Around the corner, a popular Italian restaurant draws the young Western Europeans and Americans in button-down shirts and open-toed heels who help keep the country running. Walk the other way and you’ll find a dim hole-in-the-wall bar/gallery crammed with their Kosovar peers.
But Boxing Club Prishtina stands unattended, plaster cracked or stripped away by wind, rain and time. Its rusted metal awning droops into Mark Isaki Street.
Before World War II, the Jews of Kosovo will tell you, the building housed a yeshiva or Jewish community center or maybe both — or maybe neither. Maybe it will be restored or torn down, become a monument or a memory.
The handful of Jews remaining in Kosovo and their brethren who fled to Belgrade in the late 1990s say it is a Jewish property, and that might be enough to make it so.
Kosovo, longing for a solid footing in the West, wants the world to know that it has been good to its Jews.

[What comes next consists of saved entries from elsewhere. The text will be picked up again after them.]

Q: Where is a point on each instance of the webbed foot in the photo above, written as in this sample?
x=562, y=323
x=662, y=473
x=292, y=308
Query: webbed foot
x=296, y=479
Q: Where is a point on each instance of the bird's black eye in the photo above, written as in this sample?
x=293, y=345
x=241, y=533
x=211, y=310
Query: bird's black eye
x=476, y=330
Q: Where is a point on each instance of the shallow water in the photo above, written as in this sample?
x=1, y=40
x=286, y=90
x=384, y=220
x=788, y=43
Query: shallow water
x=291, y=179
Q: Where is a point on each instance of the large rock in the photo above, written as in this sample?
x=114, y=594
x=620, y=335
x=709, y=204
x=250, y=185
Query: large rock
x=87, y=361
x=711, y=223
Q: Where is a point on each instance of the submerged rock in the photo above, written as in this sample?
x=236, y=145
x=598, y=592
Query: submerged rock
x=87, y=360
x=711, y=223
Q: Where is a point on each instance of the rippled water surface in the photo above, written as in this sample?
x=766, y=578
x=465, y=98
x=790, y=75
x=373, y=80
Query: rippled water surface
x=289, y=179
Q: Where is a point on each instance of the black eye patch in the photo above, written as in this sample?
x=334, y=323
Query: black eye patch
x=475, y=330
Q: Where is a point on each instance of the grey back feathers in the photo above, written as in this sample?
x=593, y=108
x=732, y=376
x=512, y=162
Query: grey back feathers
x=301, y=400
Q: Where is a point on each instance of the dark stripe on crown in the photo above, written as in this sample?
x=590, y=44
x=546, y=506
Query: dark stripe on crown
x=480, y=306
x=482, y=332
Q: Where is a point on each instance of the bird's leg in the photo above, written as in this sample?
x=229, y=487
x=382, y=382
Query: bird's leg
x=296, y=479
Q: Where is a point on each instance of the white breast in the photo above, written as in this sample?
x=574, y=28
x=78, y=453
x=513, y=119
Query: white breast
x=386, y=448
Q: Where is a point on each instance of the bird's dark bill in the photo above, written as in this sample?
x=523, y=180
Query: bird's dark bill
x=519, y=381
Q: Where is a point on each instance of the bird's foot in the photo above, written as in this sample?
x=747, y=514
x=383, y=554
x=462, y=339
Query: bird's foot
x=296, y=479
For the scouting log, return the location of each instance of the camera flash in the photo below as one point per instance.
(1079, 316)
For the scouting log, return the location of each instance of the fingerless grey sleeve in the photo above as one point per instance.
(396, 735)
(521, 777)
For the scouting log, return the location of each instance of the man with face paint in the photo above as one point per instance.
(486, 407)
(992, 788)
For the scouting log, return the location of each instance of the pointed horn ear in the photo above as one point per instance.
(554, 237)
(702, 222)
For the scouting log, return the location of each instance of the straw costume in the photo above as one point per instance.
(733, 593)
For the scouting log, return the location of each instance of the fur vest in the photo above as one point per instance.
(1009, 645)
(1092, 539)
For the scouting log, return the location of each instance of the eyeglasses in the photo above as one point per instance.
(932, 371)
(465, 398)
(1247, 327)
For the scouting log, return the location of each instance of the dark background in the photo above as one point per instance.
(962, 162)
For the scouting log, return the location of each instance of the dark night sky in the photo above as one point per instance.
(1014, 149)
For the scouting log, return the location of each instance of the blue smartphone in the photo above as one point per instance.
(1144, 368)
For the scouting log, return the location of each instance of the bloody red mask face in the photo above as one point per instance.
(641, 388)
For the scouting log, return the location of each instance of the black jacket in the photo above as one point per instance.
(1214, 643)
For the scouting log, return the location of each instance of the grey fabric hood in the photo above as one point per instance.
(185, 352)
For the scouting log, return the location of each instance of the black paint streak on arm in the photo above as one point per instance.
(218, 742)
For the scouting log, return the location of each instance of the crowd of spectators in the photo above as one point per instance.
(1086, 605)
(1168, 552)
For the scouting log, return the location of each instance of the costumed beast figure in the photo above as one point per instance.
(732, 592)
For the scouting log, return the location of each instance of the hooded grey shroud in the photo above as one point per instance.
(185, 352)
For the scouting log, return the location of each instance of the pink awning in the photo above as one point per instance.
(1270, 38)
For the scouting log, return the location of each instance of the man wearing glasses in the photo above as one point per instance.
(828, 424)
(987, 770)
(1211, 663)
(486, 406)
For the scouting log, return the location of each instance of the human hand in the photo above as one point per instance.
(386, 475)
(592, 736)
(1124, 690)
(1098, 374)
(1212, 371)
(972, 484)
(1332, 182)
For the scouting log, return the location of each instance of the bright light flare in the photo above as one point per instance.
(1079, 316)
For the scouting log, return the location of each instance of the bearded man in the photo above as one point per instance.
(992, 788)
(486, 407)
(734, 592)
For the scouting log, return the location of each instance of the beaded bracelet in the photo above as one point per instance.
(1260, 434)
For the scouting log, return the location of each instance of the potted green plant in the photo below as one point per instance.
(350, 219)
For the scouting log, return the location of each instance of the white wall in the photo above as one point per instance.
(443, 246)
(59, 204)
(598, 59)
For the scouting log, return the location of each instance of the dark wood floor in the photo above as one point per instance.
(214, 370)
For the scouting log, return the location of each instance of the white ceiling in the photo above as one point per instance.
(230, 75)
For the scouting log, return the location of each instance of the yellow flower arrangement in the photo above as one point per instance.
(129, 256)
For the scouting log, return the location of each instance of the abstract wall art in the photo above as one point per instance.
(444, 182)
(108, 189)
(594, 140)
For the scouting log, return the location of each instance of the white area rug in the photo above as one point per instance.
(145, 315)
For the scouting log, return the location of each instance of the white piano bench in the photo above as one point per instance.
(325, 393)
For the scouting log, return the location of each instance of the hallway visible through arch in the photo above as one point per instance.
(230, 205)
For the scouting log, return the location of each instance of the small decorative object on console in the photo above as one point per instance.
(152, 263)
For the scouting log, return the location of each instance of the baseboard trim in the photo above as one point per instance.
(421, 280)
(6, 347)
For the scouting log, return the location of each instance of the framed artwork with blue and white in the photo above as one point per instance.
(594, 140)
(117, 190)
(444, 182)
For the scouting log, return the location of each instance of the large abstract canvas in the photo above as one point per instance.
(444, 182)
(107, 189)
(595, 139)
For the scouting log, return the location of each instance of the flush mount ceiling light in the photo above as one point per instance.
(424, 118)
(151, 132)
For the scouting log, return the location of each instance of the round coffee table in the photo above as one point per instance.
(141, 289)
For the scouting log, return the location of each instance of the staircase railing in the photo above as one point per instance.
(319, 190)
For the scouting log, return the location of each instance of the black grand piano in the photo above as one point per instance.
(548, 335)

And its tiny Jewish community — having barely survived the 20th-century maelstrom of the Holocaust, communist rule and Balkan wars — wants government support to create tangible markers of Jewish life in the country, where more than 90 percent of the 1.8 million people are Muslims.
A centuries-old and aging Jewish community that has dwindled to a few dozen souls is bound to Europe’s newest country, with its youngest and fastest-growing population — and each is seeking validation through the other.